I don't know why the GPU support should be lacking with a Type-1. That runs bare metal, and you're running a full OS under that sans any host OS in between. So if the support for the GPU is in your OS instance, you should have access to it. But I'm not that big a workstation type so I'll defer to those who do more with those than me. If you say it's a problem, you'll get no argument from me.
-40hz
This is a summary of the info I found when I looked into using Xen as a hypervisor sometime last year:
Xen is an hypervisor that runs on metal (the pc / server) and then hosts virtual machines called domains.
A Xen PV domain is a paravirtualized domain, that means the operating system (usually we're talking linux here) has been modified to run under Xen, and there's no need to actually emulate hardware. This should be the most efficient way to go, performance wise.

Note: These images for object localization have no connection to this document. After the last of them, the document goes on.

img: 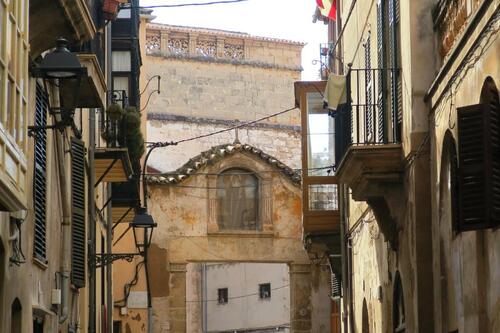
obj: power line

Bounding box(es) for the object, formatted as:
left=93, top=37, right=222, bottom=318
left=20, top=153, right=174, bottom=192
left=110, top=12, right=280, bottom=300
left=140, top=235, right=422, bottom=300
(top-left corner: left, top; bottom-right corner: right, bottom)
left=185, top=284, right=290, bottom=303
left=128, top=0, right=249, bottom=9
left=148, top=106, right=299, bottom=148
left=145, top=165, right=335, bottom=177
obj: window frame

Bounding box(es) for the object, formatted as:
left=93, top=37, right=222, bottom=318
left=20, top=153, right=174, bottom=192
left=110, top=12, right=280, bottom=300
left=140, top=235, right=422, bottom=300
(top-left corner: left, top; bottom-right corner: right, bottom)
left=216, top=167, right=261, bottom=231
left=258, top=283, right=271, bottom=299
left=0, top=0, right=28, bottom=212
left=217, top=287, right=228, bottom=305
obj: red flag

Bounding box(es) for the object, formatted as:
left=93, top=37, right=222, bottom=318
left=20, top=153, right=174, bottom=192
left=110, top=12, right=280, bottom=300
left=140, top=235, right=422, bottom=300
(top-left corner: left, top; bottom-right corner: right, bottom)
left=316, top=0, right=336, bottom=21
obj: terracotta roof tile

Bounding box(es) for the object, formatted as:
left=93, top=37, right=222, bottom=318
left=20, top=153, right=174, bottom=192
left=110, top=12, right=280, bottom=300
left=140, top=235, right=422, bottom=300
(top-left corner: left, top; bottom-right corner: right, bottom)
left=146, top=142, right=301, bottom=185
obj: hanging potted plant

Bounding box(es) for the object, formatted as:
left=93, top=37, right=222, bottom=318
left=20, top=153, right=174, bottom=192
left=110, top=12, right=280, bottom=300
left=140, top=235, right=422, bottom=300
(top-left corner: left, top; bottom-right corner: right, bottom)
left=103, top=0, right=126, bottom=21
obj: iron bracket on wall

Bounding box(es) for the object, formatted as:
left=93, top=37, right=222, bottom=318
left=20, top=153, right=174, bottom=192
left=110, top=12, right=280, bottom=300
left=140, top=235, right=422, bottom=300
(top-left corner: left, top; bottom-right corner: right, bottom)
left=91, top=252, right=141, bottom=268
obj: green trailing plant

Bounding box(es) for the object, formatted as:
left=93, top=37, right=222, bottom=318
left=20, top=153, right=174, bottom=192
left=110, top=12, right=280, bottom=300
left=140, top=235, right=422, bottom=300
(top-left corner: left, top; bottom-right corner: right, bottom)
left=106, top=103, right=124, bottom=121
left=118, top=106, right=145, bottom=174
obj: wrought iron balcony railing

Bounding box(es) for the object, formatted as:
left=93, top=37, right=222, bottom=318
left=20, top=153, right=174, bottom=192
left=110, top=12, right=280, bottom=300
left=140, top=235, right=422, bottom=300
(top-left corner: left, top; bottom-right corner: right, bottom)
left=334, top=66, right=402, bottom=165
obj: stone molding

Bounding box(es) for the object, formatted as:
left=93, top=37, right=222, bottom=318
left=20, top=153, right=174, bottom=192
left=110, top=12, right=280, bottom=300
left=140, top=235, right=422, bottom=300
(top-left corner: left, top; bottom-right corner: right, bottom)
left=147, top=113, right=301, bottom=132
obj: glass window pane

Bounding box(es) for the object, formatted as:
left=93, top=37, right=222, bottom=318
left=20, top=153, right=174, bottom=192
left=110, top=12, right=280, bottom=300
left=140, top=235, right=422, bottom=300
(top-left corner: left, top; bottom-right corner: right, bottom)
left=307, top=92, right=335, bottom=176
left=113, top=76, right=129, bottom=99
left=217, top=168, right=259, bottom=230
left=117, top=8, right=131, bottom=19
left=112, top=51, right=131, bottom=72
left=308, top=184, right=338, bottom=211
left=6, top=78, right=15, bottom=134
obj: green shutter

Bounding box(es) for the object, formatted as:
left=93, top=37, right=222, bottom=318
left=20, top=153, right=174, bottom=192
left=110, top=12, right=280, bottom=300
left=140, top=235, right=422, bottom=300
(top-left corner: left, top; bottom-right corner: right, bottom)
left=33, top=82, right=48, bottom=262
left=71, top=138, right=86, bottom=288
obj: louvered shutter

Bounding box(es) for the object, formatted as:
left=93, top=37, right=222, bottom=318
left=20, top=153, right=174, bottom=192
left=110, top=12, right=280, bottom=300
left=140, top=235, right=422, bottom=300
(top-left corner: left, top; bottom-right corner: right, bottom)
left=365, top=36, right=373, bottom=141
left=71, top=138, right=86, bottom=288
left=376, top=0, right=387, bottom=143
left=33, top=82, right=48, bottom=262
left=457, top=103, right=500, bottom=230
left=331, top=273, right=341, bottom=299
left=389, top=0, right=402, bottom=141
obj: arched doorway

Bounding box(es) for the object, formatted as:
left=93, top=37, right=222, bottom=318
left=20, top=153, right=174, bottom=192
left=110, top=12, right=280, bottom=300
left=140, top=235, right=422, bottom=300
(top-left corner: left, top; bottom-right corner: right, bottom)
left=438, top=131, right=459, bottom=332
left=362, top=298, right=370, bottom=333
left=11, top=298, right=22, bottom=333
left=393, top=272, right=405, bottom=333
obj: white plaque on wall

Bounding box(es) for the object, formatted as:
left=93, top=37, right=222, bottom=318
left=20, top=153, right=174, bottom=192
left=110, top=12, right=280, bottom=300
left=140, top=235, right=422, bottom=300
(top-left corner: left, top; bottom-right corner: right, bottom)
left=127, top=291, right=148, bottom=309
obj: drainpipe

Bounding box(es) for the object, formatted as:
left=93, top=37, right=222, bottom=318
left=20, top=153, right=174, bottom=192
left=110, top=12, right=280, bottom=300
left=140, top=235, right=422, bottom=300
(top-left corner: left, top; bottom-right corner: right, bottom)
left=55, top=127, right=71, bottom=324
left=202, top=263, right=207, bottom=333
left=89, top=108, right=97, bottom=333
left=339, top=184, right=348, bottom=332
left=106, top=22, right=114, bottom=333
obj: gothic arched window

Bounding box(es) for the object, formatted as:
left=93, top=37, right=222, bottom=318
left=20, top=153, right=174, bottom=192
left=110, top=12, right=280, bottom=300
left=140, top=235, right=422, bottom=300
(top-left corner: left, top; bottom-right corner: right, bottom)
left=217, top=168, right=260, bottom=231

A Xen HVM domain is hardware emulated domain, that means the operating system (could be Linux, Windows, whatever) has not been modified in any way and hardware gets emulated. This is rather slow, so usually you install PV drivers in the guest os for critical hardware (usually disk and network), so the guest as a whole will run fully virtualized but the most performance-critical pieces of hardware will run paravirtualized. Recent linux systems have pv drivers for both disk and network in the kernel, and there exist various PV drivers for Windows too. With all the development on HVM in recent years there usually is little difference in performance between HVM and PV for standard workloads.
Since Windows is proprietary, it has not been modified to work with Xen. Therefore, it can only be configured under Xen as an HVM, which means all the hardware is emulated and thus slower. This is especially true for non-standard workloads, such as gaming.
Or at least that's my understanding of the info I've found. That said, I'd love to be proven wrong, because I really like the idea of using a hypervisor instead of a bunch of VMs.